3.8.09

hearing the love

וחרה אף ה' בכם
It's so important not only to pray, not only to learn Torah, but also to find the hidden blessings, the hidden points of light within even the darkest places. (As a matter of principle, we don't seek out the darkness, but when we find ourselves in it, we are required to reveal the light hidden therein.)

Every day, at least twice a day, we say the prayer Shema Yisrael. In the time of the Holocaust, the Partisans in the woods would identify a Jew based on his/her ability to recite the Shema Yisrael. The Shema is in many ways the essence of the Jew, and many a Jew has died with these holy words on their lips.

In the second chapter/paragraph of the Shema, we speak about the performance of the mitzwoth and the negative reppercussions of our transgressions. To me this part of the Shema is always difficult, we are proffessing our love and devotion to God and in the midst of this recounting His capacity to consume us in His holy wrath.
"And He will grow angry with you, and the heavens will cease, a stop to all precipitation, the land will hold back its bounty, and you will be lost from the land."
That's rough. How can we really and truly mean it when we say we love God, when this threat hangs over our heads?

So many times I've set out to try and understand the deeper blessing, the light within this darkness and it has taken me until now to understand the smallest part of it:

When something displeases or angers you, you have a number of potential responses, depending on the importance of the annoyance in question. If it's the weather, you do your best to ignore it. An insect? You swat it away. A piece of paper, toss it in the waste basket. Another driver in traffic? Perhaps a gesture or an expletive but then they're gone.

What about your wife? children? parents? what about your best friend? These are the people that really get you angry. They make you angry because you care about them, because they know you and you know them, because you are intimately connected to them. You don't threaten your college professor that you won't ever talk to them again. You don't threaten to never visit a television reporter.

We are so close to God that He knows we can even take His anger. In hebrew it's rendered and His anger will burn in you. Not only does God dwell amongst us, but even when He's angry his anger is within us. He reveals Himself in this world through us. The heavens 'cease' when He's angry, the land's bounty is withheld, but He is still in us.

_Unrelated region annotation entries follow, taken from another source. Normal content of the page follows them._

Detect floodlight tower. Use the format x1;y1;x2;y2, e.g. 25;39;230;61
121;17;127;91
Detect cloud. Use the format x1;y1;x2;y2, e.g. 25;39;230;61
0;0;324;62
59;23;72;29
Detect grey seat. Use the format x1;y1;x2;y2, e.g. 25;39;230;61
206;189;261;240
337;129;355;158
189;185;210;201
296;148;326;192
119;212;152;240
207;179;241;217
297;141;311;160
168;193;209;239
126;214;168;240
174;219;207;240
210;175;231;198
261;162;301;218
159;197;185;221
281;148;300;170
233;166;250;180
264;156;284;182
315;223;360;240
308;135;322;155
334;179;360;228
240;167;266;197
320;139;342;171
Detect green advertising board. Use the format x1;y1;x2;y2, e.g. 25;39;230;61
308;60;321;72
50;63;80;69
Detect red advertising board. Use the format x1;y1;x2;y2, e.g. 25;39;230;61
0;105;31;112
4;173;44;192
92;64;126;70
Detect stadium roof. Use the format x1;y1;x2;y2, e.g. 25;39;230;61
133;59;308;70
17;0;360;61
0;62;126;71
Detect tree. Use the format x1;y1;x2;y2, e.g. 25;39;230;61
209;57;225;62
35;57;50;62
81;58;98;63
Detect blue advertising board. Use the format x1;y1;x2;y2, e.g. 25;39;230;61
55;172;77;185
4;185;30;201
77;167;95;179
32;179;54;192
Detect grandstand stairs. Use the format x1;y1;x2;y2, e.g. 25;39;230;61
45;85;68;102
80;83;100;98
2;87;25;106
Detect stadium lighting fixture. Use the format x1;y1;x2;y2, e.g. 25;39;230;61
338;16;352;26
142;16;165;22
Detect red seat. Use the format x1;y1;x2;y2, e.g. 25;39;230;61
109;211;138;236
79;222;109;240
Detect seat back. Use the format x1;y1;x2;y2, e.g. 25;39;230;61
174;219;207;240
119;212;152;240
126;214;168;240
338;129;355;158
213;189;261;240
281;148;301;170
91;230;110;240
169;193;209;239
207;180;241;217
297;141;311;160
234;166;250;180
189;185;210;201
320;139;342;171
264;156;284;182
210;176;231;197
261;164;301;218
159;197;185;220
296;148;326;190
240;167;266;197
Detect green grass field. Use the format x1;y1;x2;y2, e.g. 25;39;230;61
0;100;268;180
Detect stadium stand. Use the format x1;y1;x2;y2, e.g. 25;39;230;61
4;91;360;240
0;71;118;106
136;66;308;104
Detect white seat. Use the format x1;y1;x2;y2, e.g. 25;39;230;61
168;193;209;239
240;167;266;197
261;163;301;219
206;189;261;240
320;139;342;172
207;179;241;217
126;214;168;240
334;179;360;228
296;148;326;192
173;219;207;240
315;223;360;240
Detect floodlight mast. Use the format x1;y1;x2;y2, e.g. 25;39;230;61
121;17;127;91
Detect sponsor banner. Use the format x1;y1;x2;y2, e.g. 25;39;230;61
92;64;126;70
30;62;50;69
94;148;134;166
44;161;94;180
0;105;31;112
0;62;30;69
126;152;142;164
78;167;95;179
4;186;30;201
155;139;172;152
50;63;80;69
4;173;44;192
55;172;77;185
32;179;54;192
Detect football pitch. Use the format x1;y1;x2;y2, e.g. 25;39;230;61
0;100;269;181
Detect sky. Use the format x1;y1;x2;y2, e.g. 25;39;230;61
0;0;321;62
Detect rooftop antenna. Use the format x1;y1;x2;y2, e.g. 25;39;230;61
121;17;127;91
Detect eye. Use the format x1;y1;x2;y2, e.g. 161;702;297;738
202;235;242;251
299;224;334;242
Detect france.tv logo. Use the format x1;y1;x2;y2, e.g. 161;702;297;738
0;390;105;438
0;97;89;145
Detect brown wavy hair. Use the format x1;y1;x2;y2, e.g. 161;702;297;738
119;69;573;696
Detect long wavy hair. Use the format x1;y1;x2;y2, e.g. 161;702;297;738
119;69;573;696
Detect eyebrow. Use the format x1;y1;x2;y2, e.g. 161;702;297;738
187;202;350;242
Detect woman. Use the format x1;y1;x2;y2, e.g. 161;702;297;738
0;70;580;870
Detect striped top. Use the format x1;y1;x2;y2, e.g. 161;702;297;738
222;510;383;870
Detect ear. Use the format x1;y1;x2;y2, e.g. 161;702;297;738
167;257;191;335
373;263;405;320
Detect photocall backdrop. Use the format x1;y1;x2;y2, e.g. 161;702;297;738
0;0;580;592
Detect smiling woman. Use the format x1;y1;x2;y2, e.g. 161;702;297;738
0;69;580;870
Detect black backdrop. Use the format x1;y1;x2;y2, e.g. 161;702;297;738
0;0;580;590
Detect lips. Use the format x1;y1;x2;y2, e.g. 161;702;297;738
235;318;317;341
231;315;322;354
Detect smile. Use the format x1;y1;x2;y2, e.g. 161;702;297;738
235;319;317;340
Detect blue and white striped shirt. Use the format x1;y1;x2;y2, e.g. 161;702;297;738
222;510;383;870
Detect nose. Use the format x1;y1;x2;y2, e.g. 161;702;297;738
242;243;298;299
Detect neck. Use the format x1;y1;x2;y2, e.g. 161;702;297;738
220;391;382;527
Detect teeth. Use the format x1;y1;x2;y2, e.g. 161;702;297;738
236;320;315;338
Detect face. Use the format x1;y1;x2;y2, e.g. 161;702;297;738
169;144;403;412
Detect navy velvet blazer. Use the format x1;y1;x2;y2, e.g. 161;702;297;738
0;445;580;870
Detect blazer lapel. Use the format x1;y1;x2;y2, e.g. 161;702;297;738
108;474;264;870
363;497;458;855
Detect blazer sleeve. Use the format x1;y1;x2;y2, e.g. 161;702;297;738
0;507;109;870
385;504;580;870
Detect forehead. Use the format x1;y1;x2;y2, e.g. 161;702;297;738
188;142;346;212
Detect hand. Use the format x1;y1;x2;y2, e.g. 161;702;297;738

He threatens to remove us from the land, because it's something of real value, a place to be close, to be intimate with Him. It's what He wants, it's what we want, and so it is withheld.

For one thousand nine hundred and forty one years, we have bourn His anger, and if that's what He's willing to give us then that is what we'll take.

Because all we want is Him.

That's a real relationship.

Someone you care about so much that they make you angry sometimes.
Someone who cares so much about you that your anger won't scare them away.